The Central Office of Information (COI) has recommended sweeping changes to the way in which Government PR is evaluated. In particular, the body has recommended that advertising value equivalent (AVE) be removed from the core set of mandatory metrics.

COI: calls for removing AVEs
COI: calls for removing AVEs

The suggestion, if accepted by government departments, will mean that no agency work carried out for the COI will be evaluated using AVEs.

The COI states: 'Given the feedback received from the industry and the concerns surrounding AVE and its accuracy and relevance, we would recommend removing AVE from the core set of mandatory metrics... AVE cannot be used to measure PR value - it is measuring a different product.'

The statement added that AVE could sometimes provide a 'simple comparative metric across campaigns rather than a proof point of evaluation for a specific campaign'.

COI PR and client director Oliver Hickson explained: 'The general feeling from the PR industry was that it should not be in there.
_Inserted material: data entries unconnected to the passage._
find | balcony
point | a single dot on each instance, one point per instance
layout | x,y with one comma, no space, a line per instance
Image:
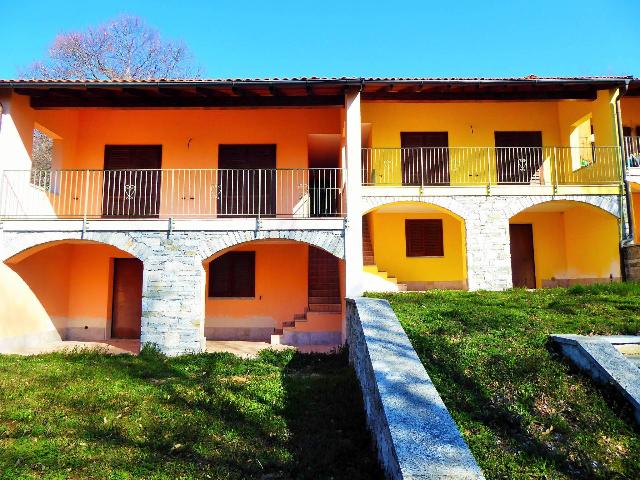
172,193
491,166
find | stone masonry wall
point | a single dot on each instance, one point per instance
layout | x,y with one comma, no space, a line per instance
173,293
487,227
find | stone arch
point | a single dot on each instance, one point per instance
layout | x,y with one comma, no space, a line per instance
332,242
17,242
573,239
608,203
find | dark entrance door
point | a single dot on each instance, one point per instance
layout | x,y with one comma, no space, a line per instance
425,158
127,298
324,281
519,156
132,180
523,266
247,180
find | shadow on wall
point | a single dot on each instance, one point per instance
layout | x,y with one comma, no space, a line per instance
24,323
It has been talked about for a long time. It doesn't give the true worth.'

Blue Rubicon MD Gordon Tempest-Hay supported the move. 'The vast majority of COI campaigns are rooted in either raising awareness on an issue or encouraging a change in behaviour, such as responsible drinking or giving up tobacco,' he said. 'In those cases, an AVE measure is irrelevant.'

The COI also recommends inclusion of a 'cost per impact' metric as a key ROI tool. This is defined as the amount spent on PR divided by 'impact', which is calculated by multiplying reach by opportunity to see.
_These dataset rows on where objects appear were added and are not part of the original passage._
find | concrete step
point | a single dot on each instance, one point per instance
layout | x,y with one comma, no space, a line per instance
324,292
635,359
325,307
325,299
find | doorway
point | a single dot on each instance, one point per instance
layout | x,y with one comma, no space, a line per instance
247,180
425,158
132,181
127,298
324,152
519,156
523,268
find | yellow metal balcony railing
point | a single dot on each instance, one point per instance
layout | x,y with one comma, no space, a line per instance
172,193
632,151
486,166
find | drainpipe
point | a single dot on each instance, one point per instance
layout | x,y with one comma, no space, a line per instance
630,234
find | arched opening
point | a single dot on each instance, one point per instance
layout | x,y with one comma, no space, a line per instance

This metric equates more to those used in other marketing disciplines, allowing PR to be compared in effectiveness with advertising and direct marketing campaigns.

Department for Business, Innovation and Skills director of comms Russell Grossman said: 'AVEs have long been disputed as a reliable metric for evaluating PR and I would very much welcome a move to something like cost per impact. It would also give a better understanding of the value created through bringing about a behavioural change.'

The proposals have been sent to the 89 PR agencies on the COI's roster, all directors of comms and heads of news in government departments, the media evaluation industry, digital agencies, and the CIPR, PRCA and AMEC.

As this is the second round of approval, the COI does not anticipate the final version to alter a great deal. It is expected that the final guidelines will be in place before Christmas.

HOW I SEE IT - Simon Francis, Head of public sector, Band & Brown

I welcome the COI's review of evaluation and attempts to find a core set of measures to showcase the importance and impact of public relations.

AVEs are an outdated, inaccurate measure for PR that are not based on any sound methodology and no longer reflect the true breadth of the agency work. We have been advising clients for some years that evaluation should move away from AVEs and focus more on tracking research and other measures.

The proposed 'cost per impact' approach is an interesting model that better reflects the media climate in which we currently operate.